S’inspirant à la fois de cette épreuve de la vie et des recherches qu’elle a menées sur le terrain dans le cadre d’un documentaire sur lequel elle travaille avec l’ONF, Dominique Leclerc a accouché d’un spectacle qui combine autofiction et documentaire.

Témoignage pour les humain.e.s de demain

C’est ainsi que, sur scène, Dominique Leclerc porte un récit inspiré de ce qui est arrivé à son père en plus de projeter des extraits des entrevues qu’elle a faites au fil des années avec des spécialistes de ces nouvelles idéologies et technologies. Mais ce n’est pas tout: le public assiste aussi à «la construction d’une archive destinée aux humains de demain».

Cette archive, c’est une façon de prendre un pas de recul, de créer une distance avec son sujet pour mieux l’analyser.
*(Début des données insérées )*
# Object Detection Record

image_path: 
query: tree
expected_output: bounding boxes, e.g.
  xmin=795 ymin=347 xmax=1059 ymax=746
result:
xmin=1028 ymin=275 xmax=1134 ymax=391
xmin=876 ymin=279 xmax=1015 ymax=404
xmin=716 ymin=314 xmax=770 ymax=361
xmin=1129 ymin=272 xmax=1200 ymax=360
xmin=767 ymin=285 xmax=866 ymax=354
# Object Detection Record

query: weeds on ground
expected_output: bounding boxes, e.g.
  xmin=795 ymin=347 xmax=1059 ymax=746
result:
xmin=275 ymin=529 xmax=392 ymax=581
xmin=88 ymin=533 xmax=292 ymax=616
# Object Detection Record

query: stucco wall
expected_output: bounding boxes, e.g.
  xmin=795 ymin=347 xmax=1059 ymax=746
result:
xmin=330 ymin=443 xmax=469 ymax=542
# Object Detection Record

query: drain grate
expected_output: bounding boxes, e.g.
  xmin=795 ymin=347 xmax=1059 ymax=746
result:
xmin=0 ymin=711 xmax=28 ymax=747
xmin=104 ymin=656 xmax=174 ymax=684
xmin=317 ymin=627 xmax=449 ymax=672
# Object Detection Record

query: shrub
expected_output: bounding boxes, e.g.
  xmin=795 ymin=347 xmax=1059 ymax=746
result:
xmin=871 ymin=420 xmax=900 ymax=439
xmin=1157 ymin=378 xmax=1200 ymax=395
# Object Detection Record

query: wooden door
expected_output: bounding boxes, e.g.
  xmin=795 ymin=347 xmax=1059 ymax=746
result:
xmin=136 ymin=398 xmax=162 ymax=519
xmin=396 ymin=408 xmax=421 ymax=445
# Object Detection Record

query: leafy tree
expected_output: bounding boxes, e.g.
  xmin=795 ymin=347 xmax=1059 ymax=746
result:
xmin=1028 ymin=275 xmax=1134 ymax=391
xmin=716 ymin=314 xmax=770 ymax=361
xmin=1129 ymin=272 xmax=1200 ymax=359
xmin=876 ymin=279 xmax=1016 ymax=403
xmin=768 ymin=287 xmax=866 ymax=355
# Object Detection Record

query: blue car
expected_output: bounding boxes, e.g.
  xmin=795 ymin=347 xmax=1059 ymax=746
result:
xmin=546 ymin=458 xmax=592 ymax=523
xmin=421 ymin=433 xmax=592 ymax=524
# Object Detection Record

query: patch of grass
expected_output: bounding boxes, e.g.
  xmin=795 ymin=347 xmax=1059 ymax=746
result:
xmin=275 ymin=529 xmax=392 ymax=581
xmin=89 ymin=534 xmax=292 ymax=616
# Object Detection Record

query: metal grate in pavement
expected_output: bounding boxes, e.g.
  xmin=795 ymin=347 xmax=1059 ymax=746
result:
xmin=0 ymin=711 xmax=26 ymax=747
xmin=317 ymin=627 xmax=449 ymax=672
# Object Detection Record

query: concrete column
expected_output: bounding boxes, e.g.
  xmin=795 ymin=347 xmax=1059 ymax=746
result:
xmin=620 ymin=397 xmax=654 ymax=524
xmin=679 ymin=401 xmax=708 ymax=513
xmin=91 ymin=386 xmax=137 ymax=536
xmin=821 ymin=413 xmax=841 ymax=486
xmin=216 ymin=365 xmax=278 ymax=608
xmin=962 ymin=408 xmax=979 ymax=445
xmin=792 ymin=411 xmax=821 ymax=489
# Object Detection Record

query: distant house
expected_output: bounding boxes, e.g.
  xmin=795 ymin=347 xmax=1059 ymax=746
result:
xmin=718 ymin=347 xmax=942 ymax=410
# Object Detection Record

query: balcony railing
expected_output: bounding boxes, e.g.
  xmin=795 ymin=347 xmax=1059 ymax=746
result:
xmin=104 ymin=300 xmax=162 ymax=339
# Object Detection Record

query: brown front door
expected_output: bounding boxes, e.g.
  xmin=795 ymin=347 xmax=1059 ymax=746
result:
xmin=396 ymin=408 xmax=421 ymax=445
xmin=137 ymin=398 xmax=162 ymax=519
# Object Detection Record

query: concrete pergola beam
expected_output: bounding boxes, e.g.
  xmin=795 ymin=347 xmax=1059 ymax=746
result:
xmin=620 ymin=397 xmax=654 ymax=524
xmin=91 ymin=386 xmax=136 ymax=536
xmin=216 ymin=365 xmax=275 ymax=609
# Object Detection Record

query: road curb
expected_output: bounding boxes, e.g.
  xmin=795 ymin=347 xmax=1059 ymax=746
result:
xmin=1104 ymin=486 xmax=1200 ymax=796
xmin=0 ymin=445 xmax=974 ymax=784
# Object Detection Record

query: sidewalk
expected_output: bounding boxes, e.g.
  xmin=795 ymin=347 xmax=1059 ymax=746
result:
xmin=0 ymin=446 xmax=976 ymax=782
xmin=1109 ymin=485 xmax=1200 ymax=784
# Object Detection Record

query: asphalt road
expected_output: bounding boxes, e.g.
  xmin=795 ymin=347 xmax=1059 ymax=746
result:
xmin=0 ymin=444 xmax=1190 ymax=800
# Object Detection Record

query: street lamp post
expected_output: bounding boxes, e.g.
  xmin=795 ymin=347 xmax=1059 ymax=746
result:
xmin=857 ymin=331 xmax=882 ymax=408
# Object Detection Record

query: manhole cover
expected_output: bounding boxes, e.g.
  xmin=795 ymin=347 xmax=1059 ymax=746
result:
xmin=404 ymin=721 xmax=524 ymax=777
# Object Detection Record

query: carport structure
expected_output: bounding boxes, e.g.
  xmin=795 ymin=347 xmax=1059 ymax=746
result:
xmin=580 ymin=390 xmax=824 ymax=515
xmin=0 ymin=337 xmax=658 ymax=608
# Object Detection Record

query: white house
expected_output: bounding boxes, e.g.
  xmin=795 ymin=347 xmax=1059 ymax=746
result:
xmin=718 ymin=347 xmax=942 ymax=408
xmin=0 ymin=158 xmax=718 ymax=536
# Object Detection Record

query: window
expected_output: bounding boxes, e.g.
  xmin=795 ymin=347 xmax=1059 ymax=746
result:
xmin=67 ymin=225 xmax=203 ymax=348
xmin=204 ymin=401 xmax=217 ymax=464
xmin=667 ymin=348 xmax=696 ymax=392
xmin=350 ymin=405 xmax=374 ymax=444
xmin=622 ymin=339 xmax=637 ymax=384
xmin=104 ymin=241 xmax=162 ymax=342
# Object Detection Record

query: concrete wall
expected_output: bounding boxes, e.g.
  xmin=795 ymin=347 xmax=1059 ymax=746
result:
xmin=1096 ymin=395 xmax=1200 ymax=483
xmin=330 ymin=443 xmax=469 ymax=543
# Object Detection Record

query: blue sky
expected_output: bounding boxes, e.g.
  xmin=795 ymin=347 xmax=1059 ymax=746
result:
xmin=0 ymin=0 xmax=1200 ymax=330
Mais c’est aussi une façon d’injecter une dose d’humour dans un spectacle aux thèmes qui, à première vue, s’y prêtent peu.

«En essayant d’expliquer à des humains de demain comment on vit aujourd’hui, évidemment, ça amène à rire de nous-mêmes», croit la metteuse en scène, qui dit avoir expérimenté des situations absurdes en lien avec la mort de son père.

«Je ne mets pas en scène ma propre histoire pour faire une thérapie! C’est vraiment pour servir le propos et visiter tout plein de racoins, comme l’absurdité et le non-sens», lance Dominique Leclerc.

Poser les questions

Dans I/O, Dominique Leclerc ne prend pas position. L’artiste n’y fait pas une conférence sur les dérives des technologies ni une lettre d’amour à l’intelligence artificielle. Son objectif, à ce stade, est d’amener le public à s’intéresser à ces enjeux et à se questionner sur les aspects éthiques qui en émergent.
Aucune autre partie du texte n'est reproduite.